Patients with IgG4-related renal disease are typically hypocomplementemic and often profoundly so (43).  The basis for this phenomenon remains incompletely defined, because the IgG4 molecule itself does not activate complement avidly.  Nevertheless, renal biopsies in IgG4-related TIN demonstrate immune complexes that consist in part of IgG4 (10).  The TIN associated with IgG4-RD can be differentiated histopathologically and immunohistochemically from other causes of TIN (40, 38).  The great majority of patients with IgG4-related renal disease also have disease that is manifest in other organs, as well (42).

A second form of renal disease – membranous glomerulonephritis (MGN) – has also been described in IgG4-RD, although this lesion is decidedly less common than TIN (42, 1).  Nephrotic-range proteinuria can occur in IgG4-related MGN. IgG4-related MGN comprises a disorder that is distinct from idiopathic MGN, even though the autoantibody associated with the latter disorder is also principally of the IgG4 subclass.  The MGN associated with IgG4-RD is probably secondary to immune complex deposition rather than to the usual destructive inflammatory process that characterizes other organ involvement by this condition. 

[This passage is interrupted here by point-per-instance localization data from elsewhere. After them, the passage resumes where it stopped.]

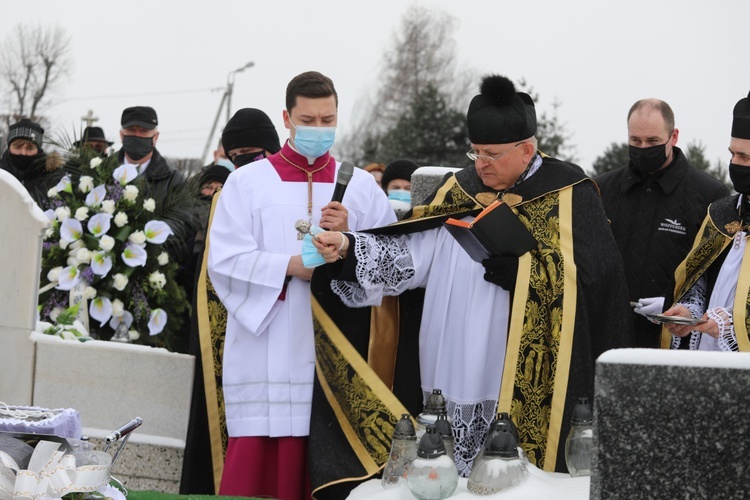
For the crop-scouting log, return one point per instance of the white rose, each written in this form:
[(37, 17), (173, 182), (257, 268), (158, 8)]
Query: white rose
[(54, 313), (108, 206), (118, 308), (86, 183), (83, 255), (120, 281), (157, 280), (106, 243), (130, 193), (137, 237), (121, 219), (54, 274), (62, 213), (82, 213)]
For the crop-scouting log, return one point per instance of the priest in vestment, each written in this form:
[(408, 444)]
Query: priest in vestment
[(255, 266), (713, 282), (512, 334)]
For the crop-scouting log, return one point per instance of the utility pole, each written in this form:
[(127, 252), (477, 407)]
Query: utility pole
[(226, 98)]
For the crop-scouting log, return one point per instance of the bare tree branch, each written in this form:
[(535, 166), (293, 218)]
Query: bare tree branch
[(33, 62)]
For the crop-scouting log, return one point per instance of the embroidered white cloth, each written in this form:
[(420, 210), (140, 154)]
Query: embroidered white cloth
[(63, 422), (52, 473)]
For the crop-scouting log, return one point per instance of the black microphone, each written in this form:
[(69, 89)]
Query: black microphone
[(346, 170)]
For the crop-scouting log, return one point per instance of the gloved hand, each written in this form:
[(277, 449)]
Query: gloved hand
[(501, 270), (650, 305)]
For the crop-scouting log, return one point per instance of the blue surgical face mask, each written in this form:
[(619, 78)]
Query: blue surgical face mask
[(226, 163), (313, 141), (400, 195)]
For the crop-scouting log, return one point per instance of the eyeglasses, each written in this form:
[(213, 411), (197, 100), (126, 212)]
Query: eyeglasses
[(474, 156)]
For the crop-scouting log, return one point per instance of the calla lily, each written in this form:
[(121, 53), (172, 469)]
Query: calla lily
[(99, 224), (71, 230), (96, 196), (101, 310), (101, 263), (126, 318), (69, 277), (157, 322), (134, 255), (64, 185), (157, 231), (125, 173)]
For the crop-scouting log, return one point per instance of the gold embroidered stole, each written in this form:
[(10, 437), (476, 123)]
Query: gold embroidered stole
[(710, 242), (365, 408), (540, 335), (708, 245), (212, 327)]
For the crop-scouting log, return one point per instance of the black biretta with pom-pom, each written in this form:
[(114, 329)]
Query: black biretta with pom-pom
[(499, 114), (741, 119)]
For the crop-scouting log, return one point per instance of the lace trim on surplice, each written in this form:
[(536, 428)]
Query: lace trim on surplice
[(384, 267)]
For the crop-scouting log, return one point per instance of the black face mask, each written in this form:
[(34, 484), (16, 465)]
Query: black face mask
[(137, 147), (23, 162), (648, 160), (246, 158), (740, 176)]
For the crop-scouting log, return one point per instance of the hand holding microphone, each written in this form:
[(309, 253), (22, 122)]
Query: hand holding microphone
[(335, 216)]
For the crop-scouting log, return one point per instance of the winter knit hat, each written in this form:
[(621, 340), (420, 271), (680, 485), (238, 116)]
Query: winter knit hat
[(250, 128), (398, 169), (139, 116), (92, 134), (214, 173), (499, 114), (741, 121), (26, 129)]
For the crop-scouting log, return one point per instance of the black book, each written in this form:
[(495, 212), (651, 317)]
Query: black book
[(495, 231)]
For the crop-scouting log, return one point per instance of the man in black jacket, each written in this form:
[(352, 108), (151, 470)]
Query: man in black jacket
[(656, 205)]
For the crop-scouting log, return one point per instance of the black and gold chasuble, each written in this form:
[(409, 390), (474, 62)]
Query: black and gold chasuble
[(569, 305), (712, 243)]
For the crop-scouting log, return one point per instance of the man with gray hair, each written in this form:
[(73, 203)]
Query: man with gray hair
[(656, 204)]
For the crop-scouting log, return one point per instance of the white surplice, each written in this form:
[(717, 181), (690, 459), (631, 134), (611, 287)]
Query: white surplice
[(464, 329), (269, 354)]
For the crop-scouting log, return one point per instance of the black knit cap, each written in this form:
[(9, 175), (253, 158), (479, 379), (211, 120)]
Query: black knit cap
[(214, 173), (250, 128), (26, 129), (499, 114), (398, 169), (741, 121), (92, 134), (141, 116)]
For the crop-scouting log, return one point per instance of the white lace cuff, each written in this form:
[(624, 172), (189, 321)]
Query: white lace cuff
[(725, 321)]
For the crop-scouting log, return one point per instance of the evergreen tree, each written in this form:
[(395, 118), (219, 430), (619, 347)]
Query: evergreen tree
[(615, 156), (430, 133)]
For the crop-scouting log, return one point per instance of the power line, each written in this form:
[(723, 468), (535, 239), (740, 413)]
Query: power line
[(170, 92)]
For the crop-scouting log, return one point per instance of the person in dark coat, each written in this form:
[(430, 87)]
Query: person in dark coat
[(94, 138), (27, 161), (656, 205)]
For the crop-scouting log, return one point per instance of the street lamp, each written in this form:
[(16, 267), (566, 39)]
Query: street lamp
[(230, 84), (226, 98)]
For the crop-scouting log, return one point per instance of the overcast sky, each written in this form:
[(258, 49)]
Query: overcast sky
[(596, 58)]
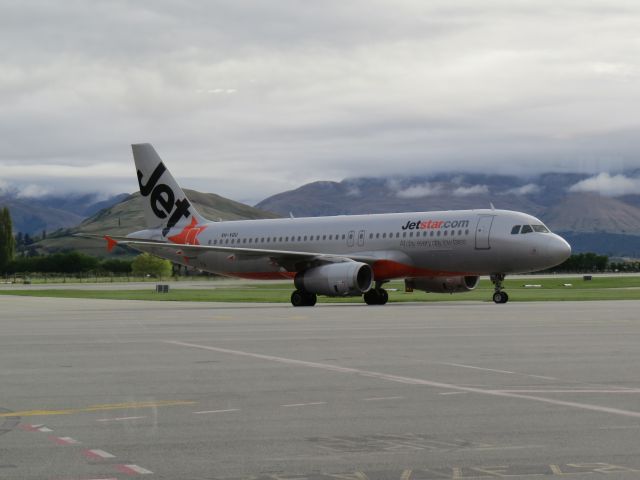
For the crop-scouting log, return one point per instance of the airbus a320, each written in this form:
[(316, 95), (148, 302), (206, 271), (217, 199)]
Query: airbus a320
[(342, 256)]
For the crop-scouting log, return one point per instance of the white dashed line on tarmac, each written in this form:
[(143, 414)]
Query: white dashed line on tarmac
[(133, 470), (205, 412), (508, 372), (375, 399), (118, 419), (411, 380)]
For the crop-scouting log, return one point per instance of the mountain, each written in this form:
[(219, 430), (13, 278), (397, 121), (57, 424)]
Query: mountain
[(49, 213), (127, 216), (593, 222)]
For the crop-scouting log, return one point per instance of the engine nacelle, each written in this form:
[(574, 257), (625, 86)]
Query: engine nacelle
[(336, 279), (442, 284)]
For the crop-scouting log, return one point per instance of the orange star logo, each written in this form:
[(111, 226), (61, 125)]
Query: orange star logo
[(189, 235)]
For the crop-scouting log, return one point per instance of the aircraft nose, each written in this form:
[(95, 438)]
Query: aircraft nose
[(558, 249)]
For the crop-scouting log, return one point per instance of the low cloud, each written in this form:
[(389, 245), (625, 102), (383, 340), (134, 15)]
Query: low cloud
[(473, 190), (608, 185), (33, 191), (423, 190), (527, 189)]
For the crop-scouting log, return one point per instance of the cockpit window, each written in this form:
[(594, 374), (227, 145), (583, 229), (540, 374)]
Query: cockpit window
[(540, 228)]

Miscellaneous Organ Involvement

Miscellaneous organs in which the typical histopathological features of IgG4-RD have been reported include the skin (26), prostate gland (1, 70, 61), and pericardium (55).  In all of these reports, the patients’ clinical features have been associated with disease in more classic IgG4-RD organs, as well.  The true frequency with which IgG4-RD affects these organs is not known for certain, because the presence of disease there can be extremely subtle.  In the skin, for example, IgG4-RD causes flesh-colored or erythematous papules that are often asymptomatic.  Similarly, symptoms of prostatism in middle-aged to elderly males are likely to be diagnosed as benign prostatic hypertrophy.  IgG4-related prostate disease, however, is known to cause symptoms of “benign prostatic hypertrophy” in men in their 30s.  

Summary

Type 1 AIP is the pancreatic manifestation of a systemic disease referred to as IgG4-RD.  The current diagnostic criteria for AIP recognize typical other organ involvement including proximal biliary strictures, retroperitoneal fibrosis, symmetric enlargement of salivary/lacrimal glands, and renal disease.  However, manifestations and currently is recognized to involve essentially any organ.  Histology is important not only to identify diagnostic features of IgG4-RD, but also to exclude malignancy in those with mass-forming lesions.